Em um mundo marcado pela velocidade da informação, pela instantaneidade das redes e pela fragmentação da atenção, o ato de contar e escutar uma história parece estar em extinção. É exatamente essa percepção que guia Walter Benjamin em seu ensaio clássico “O Narrador” (1936), onde o filósofo investiga a perda da arte de narrar e seus efeitos na experiência humana e coletiva. A partir da obra do escritor Nikolai Leskov, Benjamin traça uma crítica à modernidade, à cultura de massa e à dissolução das experiências transmissíveis.
Publicado originalmente na revista Orient und Okzident, o ensaio O Narrador parte da figura de Leskov como exemplo de um narrador que ainda conserva a capacidade de transmitir experiências. Benjamin diferencia dois modos de construção narrativa: o relato oral tradicional, fundado na experiência vivida e compartilhada, e a informação moderna, marcada pela objetividade fria, pela urgência e pelo consumo imediato. Ao longo do texto, Benjamin argumenta que a narração como forma de partilhar sentidos, memórias e sabedorias, está desaparecendo.

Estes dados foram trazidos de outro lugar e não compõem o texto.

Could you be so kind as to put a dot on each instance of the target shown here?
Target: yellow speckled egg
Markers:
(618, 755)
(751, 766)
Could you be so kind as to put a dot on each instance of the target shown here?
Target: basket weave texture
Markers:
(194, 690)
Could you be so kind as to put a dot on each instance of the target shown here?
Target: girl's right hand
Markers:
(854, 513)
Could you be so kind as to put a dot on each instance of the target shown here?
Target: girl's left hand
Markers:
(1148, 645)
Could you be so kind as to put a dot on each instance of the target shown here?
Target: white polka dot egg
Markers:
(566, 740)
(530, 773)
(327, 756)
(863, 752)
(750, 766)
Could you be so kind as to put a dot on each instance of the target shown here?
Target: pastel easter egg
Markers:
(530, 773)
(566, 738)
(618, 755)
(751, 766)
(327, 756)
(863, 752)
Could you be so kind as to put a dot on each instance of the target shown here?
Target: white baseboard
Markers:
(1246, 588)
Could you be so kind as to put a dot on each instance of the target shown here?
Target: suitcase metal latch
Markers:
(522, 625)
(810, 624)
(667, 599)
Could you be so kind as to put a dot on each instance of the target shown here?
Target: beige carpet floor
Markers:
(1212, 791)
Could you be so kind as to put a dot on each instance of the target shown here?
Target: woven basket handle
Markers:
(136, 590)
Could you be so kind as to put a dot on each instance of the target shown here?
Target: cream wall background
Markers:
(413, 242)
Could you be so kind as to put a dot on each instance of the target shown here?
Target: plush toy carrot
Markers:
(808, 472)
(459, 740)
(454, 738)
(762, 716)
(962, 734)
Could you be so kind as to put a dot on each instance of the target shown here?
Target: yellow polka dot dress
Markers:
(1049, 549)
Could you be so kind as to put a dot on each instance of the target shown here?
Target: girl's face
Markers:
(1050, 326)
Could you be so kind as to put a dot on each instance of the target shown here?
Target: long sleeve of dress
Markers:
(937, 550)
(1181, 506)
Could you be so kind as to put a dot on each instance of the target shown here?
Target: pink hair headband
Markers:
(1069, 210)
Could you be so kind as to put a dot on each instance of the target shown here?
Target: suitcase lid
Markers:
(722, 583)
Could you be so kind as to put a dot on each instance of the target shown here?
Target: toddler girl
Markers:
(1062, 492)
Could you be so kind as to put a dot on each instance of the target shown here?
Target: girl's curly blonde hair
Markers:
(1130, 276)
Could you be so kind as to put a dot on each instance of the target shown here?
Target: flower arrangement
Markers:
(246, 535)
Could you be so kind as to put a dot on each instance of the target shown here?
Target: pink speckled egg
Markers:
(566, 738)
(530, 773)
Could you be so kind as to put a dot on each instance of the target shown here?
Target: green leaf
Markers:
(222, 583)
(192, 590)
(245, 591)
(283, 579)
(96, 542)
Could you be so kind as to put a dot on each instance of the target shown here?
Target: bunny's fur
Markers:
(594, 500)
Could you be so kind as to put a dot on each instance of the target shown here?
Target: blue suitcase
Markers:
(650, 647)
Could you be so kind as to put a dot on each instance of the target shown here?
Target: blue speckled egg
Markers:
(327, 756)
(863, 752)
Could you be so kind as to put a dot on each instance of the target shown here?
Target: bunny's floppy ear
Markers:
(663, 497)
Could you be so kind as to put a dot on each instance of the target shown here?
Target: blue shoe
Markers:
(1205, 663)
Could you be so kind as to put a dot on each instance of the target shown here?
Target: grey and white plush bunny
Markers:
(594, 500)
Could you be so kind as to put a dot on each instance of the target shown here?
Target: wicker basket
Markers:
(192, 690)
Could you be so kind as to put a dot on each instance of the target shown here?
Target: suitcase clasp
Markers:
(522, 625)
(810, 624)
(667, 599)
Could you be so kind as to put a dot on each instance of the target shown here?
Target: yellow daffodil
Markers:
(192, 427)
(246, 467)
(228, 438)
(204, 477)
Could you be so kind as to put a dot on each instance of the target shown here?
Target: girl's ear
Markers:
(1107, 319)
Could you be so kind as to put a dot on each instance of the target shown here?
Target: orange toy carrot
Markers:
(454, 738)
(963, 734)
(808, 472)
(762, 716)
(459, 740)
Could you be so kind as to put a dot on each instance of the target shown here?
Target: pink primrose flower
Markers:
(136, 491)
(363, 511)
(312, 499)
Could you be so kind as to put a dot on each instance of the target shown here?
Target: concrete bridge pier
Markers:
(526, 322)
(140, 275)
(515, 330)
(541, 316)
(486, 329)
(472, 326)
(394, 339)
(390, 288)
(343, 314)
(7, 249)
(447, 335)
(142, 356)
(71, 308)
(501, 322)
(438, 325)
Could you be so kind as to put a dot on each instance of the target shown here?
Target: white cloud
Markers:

Benjamin abre seu ensaio com uma constatação inquietante: “A arte de narrar está em vias de extinção”. Para ele, isso se deve à crise da experiência, intensificada pela modernidade industrial e pela Primeira Guerra Mundial. A vivência dos soldados que voltavam da guerra, por exemplo, era marcada pelo silêncio. Eles não conseguiam mais contar nem transformar em narrativa o horror que tinham testemunhado.
Neste contexto, o narrador tradicional, que antes era uma figura central nas comunidades (como o camponês ou o marinheiro que narrava suas andanças), vai perdendo espaço para o jornalista, o técnico e o especialista. O saber prático, compartilhado oralmente e enraizado na experiência, dá lugar à informação fragmentada, desprovida de continuidade e de valor formativo.
Narrar x Informar
Benjamin se detém na diferença entre narrar e informar. Enquanto a informação é efêmera e precisa ser “atual”, a narrativa carrega um tempo próprio, mais lento, denso, circular. O narrador, segundo ele, não transmite apenas fatos, mas uma lição de vida, um conselho entranhado na história. Por isso, a boa narrativa exige tempo para ser contada, ouvida e assimilada.
Outro ponto importante é o valor do silêncio e da escuta. O narrador não é apenas aquele que fala, mas também aquele que soube escutar antes. É na escuta do outro, na repetição criativa e no acúmulo de experiências que se forma a narrativa com valor duradouro.
Ponto final
Benjamin conclui com uma observação poderosa: a verdadeira narrativa está associada à morte, não como fim trágico, mas como ponto de sentido. Nas culturas tradicionais, narrar era uma forma de preparar a morte, de dar forma ao vivido e deixar algo aos que ficam. Ao perder essa conexão, a modernidade também perde o ritual, o luto e a transmissão intergeracional.
A perda da arte de narrar é, portanto, a perda da capacidade de atribuir sentido à vida e à morte. E sem sentido, resta apenas o dado bruto, veloz, e muitas vezes vazio de significado.
Benjamin reafirma que a arte de narrar está sendo substituída pela disseminação de informações descartáveis. A narração, ligada ao tempo, à experiência e à escuta, é cada vez mais rara. E com ela, perde-se a possibilidade de elaborar o vivido coletivamente, de formar memória, de produzir sentido. Recuperar a escuta e a arte de narrar é, para ele, mais do que um exercício literário: é uma forma de resistência diante da banalidade da experiência moderna.